Tuca 05/10/2023Meu jugo é suave e meu fardo é leve” (Mateus 11:30)Dois primos. Uma herança. Inveja e perseguição, orgulho e perdão. Essa é uma jornada do destino conectado de dois homens e do que cada um plantou e colheu em suas vidas.
“- Quero que todos leiam, cada pedaço – disse Mr. Edmonstone – , para que possam ver como é de fato o grande herói que vocês criaram!” (pg. 330)
Sir Guy Morville era o herdeiro de uma grande propriedade chamada Redclyffe. Seu primo, a quem todos admiravam, o capitão Phillip Morville, era um exemplo para toda a família, e até mesmo para Guy, e era também o herdeiro do herdeiro. Muitos anos, achando que o pequeno Guy, raquítico e de saúde precária, não vingaria, Phillip cresceu acreditando que Redclyffe seria sua, mas a prosperidade de Guy tirou de Phillip tudo com o qual ele sonhara. E pior, tudo o que ele achava que deveria ser seu passou a pertencer a alguém que o capitão não considerava digno. Quando os dois primos são obrigados a conviver e o brilho de Guy começa a ofuscar Phillip é que a batalha entre poderosos sentimentos e perigosas ações se inicia.
Uma coisa que eu acho sensacional é como Charlotte constrói e desconstrói gradativamente a personalidade desses dois antagonistas na história. Quando eu comecei o livro eu já sabia que Phillip seria considerado vilão, enquanto Sir Guy seria o mocinho pela sinopse. Mas no início eu me perguntava o que fazia de um o vilão e do outro o herói? Pois ambos tinham características e sentimentos muito humanos. Em Guy era possível ver um adolescente comum, vulnerável e órfão, cheio de dúvidas em relação a tudo, principalmente tendo sido criado muito isolado em sua propriedade, e com muita disposição para cada vez mais se tornar uma pessoa melhor mesmo com seus problemas de temperamento e sua falta de etiqueta. E em Phillip tínhamos um jovem orgulhoso e pedante, e o qual a maioria dos seus problemas estavam relacionados a sua pobreza. Não uma pobreza no sentido de miserabilidade, mas uma que o impossibilitava de se casar e de sustentar a mulher que ele amava, de estudar o que sonhava, e que o obrigara a ingressar em uma carreira que ele não queria.

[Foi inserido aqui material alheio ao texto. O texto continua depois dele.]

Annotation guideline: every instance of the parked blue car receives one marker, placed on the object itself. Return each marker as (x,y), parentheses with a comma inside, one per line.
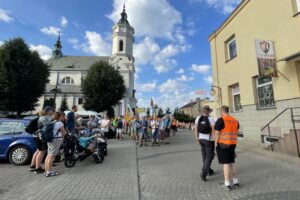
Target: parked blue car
(15,143)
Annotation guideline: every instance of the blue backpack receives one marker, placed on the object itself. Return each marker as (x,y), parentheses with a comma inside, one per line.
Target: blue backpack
(46,132)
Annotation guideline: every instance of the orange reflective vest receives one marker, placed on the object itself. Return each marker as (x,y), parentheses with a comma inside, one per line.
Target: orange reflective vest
(229,134)
(174,122)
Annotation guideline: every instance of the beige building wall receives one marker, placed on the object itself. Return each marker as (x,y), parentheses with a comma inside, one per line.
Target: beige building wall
(264,20)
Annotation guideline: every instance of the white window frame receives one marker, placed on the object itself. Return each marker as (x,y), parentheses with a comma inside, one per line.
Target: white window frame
(228,48)
(234,93)
(69,82)
(257,95)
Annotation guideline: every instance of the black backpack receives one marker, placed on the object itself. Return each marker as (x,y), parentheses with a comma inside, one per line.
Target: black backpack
(204,125)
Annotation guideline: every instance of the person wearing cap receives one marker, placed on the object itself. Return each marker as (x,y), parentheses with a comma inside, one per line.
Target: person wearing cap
(45,118)
(227,128)
(71,119)
(204,132)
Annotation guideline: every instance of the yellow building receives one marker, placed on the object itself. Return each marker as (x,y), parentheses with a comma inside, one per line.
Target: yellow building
(192,109)
(256,65)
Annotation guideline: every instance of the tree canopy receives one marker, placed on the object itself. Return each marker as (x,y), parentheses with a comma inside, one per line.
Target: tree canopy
(23,76)
(103,87)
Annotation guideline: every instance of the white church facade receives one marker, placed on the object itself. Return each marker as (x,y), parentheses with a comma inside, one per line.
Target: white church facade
(66,72)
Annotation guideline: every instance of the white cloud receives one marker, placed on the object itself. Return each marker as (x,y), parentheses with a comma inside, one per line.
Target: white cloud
(44,51)
(172,86)
(63,21)
(146,87)
(202,69)
(208,79)
(149,52)
(155,18)
(145,50)
(180,71)
(223,6)
(185,78)
(5,16)
(51,30)
(96,44)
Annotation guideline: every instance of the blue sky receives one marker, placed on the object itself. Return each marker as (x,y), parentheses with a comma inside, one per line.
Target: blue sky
(171,49)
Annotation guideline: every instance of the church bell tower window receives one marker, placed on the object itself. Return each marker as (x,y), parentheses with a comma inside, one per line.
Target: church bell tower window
(121,45)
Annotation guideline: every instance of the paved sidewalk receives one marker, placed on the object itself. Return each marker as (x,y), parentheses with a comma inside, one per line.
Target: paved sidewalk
(172,172)
(114,179)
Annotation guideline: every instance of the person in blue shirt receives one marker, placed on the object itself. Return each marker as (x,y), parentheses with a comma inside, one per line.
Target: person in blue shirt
(71,119)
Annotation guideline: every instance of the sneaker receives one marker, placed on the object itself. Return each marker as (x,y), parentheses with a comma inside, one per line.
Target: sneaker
(203,178)
(227,188)
(52,173)
(211,172)
(39,171)
(31,168)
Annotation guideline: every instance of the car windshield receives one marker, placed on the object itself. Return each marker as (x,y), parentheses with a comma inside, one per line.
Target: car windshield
(7,127)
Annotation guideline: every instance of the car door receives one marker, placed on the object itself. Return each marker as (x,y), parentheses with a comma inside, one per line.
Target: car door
(7,129)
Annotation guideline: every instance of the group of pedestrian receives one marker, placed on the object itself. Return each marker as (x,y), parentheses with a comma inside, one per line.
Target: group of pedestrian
(222,136)
(46,117)
(154,129)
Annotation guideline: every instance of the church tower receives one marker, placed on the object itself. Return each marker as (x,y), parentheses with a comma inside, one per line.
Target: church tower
(122,59)
(57,53)
(123,37)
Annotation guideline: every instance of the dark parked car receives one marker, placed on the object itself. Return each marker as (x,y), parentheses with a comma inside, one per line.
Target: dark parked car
(15,143)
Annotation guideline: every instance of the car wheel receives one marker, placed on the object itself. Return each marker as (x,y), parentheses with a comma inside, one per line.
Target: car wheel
(19,155)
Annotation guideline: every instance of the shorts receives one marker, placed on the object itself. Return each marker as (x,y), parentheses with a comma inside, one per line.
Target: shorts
(54,146)
(155,133)
(226,156)
(40,145)
(119,130)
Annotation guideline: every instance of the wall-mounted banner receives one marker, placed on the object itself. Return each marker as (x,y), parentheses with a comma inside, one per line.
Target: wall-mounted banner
(266,58)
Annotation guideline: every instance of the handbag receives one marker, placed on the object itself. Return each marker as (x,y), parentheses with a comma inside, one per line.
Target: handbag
(224,146)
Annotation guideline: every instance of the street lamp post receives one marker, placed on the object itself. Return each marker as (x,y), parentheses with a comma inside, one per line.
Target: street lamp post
(213,93)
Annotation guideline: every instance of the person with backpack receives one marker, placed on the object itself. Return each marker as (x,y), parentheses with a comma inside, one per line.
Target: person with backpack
(120,126)
(45,118)
(227,128)
(53,134)
(204,130)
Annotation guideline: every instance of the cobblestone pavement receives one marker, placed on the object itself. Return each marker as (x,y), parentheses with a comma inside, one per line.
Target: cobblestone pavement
(114,179)
(167,172)
(172,172)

Phillip era bastante inteligente, e ele gostava de exercer sua inteligência manipulando aqueles ao seu redor. Perceber que o que ele pensava exercia influência nos primos, nos tios e nos amigos era para ele não só um combustível para sua soberba, mas o único exercício de poder que lhe era permitido. Mas ele podia ter usado esse poder para o bem, e optou para usá-lo como uma arma para uma inveja que ele não conseguia nem perceber que o habitava, principalmente porque seu orgulho fora bastante alimentado. Assim, a construção do vilão e a construção do herói é feita com parcimônia, tal qual a inveja e a ambição, que crescem quando são alimentadas. Mas a bondade, o perdão e o desejo de fazer o certo também precisam do seu próprio combustível. É como a antiga fábula dos Cherokee acerca dos dois lobos. Dentro de cada ser humano existe um lobo do bem e um do mal, e o que vence é sempre aquele que escolhemos alimentar.
É muito interessante ver como Phillip e Guy agem de formas diametralmente opostas quando colocados em situações idênticas. E quando chegamos ao ponto da virada, que é a dispersão de uma fake News é que ocorre o firmamento do caráter dos dois personagens e que realmente conseguimos enxergar o vilão e o herói, porém ambos ainda bastante humanos e com desenvolvimentos coerentes. É quando conseguimos ver com muita clareza os lobos que eles escolheram alimentar. Sir Guy traz em si uma força e uma fé que o faz florescer na adversidade. Ele pega sua dor e transforma em gentileza. Ele alimenta o lobo do bem e isso o traz paz e uma inteligência que Phillip não era capaz ainda de compreender.
Amy é uma personagem que merece ser destacada, assim como seu irmão Charles. Ambos passam por um lindo processo de evolução quando são tocados pela personalidade e pelo amadurecimento de Guy. À medida que ele cresce, ele consegue aflorar o melhor das pessoas, e consegue também alimentar o lobo bom de cada uma delas. Acho que Amy e Charles são a maior herança de Guy. O enredo de “O herdeiro de Redclyffe” é uma grande imitação da vida: repleto de dor e de amor, de culpa, de arrependimento, e de perdão, de tristezas e de alegrias. É lindo, emocional e trágico. Eu gostaria que a autora tivesse conseguido passar a mesma mensagem com um outro desfecho, mas não sei se isso seria possível. Só sei que “O herdeiro de Redclyffe” é um romance memorável.